A Checklist for Multi-Tool Testing

Before you ship a multi-tool MCP App, verify:

Each tool’s output shape is covered by a contract test
Shared TypeScript types are imported by both producer and consumer tools
At least one workflow integration test chains the primary user flow
Error paths are tested (invalid IDs, missing data, out-of-order tool calls)
Disambiguation evals cover the ambiguous prompts your users will send
Shared resources have separate E2E tests for each tool that feeds them
Cross-tool state via useAppState has tests for both the set and get paths
Multi-message simulation files model the complete workflow in the inspector
All tests run on both ChatGPT and Claude hosts

Get Started

Documentation →


npx sunpeak new

Frequently Asked Questions

How do I test MCP Apps with multiple tools?
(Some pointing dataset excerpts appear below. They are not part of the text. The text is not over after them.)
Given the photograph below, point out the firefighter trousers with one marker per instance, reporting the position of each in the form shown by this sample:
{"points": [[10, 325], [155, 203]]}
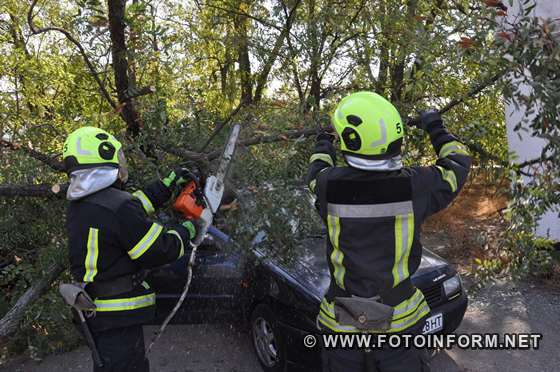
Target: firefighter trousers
{"points": [[122, 350]]}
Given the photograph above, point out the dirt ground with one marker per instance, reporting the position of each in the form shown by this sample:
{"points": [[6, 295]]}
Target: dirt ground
{"points": [[469, 229]]}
Test at three levels. First, use contract tests to verify that each tool's output matches what downstream tools and resource components expect. Second, use integration tests with the mcp fixture to chain callTool() calls and verify multi-tool workflows end to end. Third, use evals to verify that LLMs pick the right tool when your app has multiple tools with overlapping intent. Run all three with pnpm test, pnpm test:e2e, and pnpm test:eval.
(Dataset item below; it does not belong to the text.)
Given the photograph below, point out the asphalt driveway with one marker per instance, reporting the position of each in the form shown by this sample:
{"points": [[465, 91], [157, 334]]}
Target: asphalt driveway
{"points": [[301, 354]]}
What is a tool contract test for MCP Apps?

A contract test verifies the shape of a tool's structuredContent output against what its consumers expect. If tool A returns a list of items and tool B expects an item ID from that list, a contract test calls tool A through the mcp fixture and asserts that the output contains the fields tool B needs. This catches breaking changes when you refactor a tool without updating its consumers.

How do I write simulation files for multi-tool MCP App workflows?
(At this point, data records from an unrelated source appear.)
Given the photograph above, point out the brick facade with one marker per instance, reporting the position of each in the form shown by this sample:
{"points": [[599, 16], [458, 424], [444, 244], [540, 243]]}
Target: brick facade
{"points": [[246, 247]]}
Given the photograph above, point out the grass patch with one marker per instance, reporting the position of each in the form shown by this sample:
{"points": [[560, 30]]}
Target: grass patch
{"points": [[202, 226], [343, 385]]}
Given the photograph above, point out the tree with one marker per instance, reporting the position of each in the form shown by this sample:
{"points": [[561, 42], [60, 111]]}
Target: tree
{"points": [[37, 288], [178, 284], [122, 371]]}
Create a simulation file in tests/simulations/ that includes a messages array with multiple tool calls in sequence. Each message specifies the tool name, toolInput, and toolResult. The inspector renders each tool call in order, so you can test the UI state after each step. Use this to simulate a complete user workflow like search, select, then confirm.

How do I test that an LLM picks the right tool from multiple MCP App tools?

Write disambiguation evals using defineEval() from sunpeak/eval. Each eval case specifies a user prompt and the expected tool name. Run the eval against multiple models (GPT-4o, Claude, Gemini) with 10+ runs per case to get statistical confidence. If a model calls the wrong tool more than 20% of the time, the tool names or descriptions need work.

What breaks most often in multi-tool MCP Apps?

The three most common failures are contract mismatches (tool A changes its output format and tool B still expects the old shape), tool confusion (the LLM picks the wrong tool because two tools have similar names or descriptions), and state assumptions (a tool expects prior state from useAppState that another tool was supposed to set). Contract tests, disambiguation evals, and workflow integration tests each catch one of these.

How do I test a shared resource component that renders output from multiple tools?

Write separate simulation files for each tool that shares the resource. Each simulation provides different structuredContent to the same resource component. In your e2e tests, call inspector.renderTool() once per tool name and assert that the resource renders correctly for each tool's data shape. This verifies that your resource handles all the content variations it will receive in production.

Should I test multi-tool workflows in unit tests or integration tests?

Integration tests. Unit tests mock the MCP protocol, so they cannot verify that tool A's actual output matches tool B's expectations. Integration tests with the mcp fixture call real tool handlers through the running MCP server, so you can chain callTool() calls and check that data flows correctly between tools. Save unit tests for individual tool handler logic and component rendering.

How do I run multi-tool tests in CI/CD for MCP Apps?

Add contract tests and workflow integration tests to your pnpm test:e2e command in your GitHub Actions workflow. They run with the mcp fixture and need no external services. Add disambiguation evals to a separate job gated to the main branch, since evals cost API credits. The same workflow runs unit tests (pnpm test), integration tests (pnpm test:e2e), and evals (pnpm test:eval) in sequence or parallel.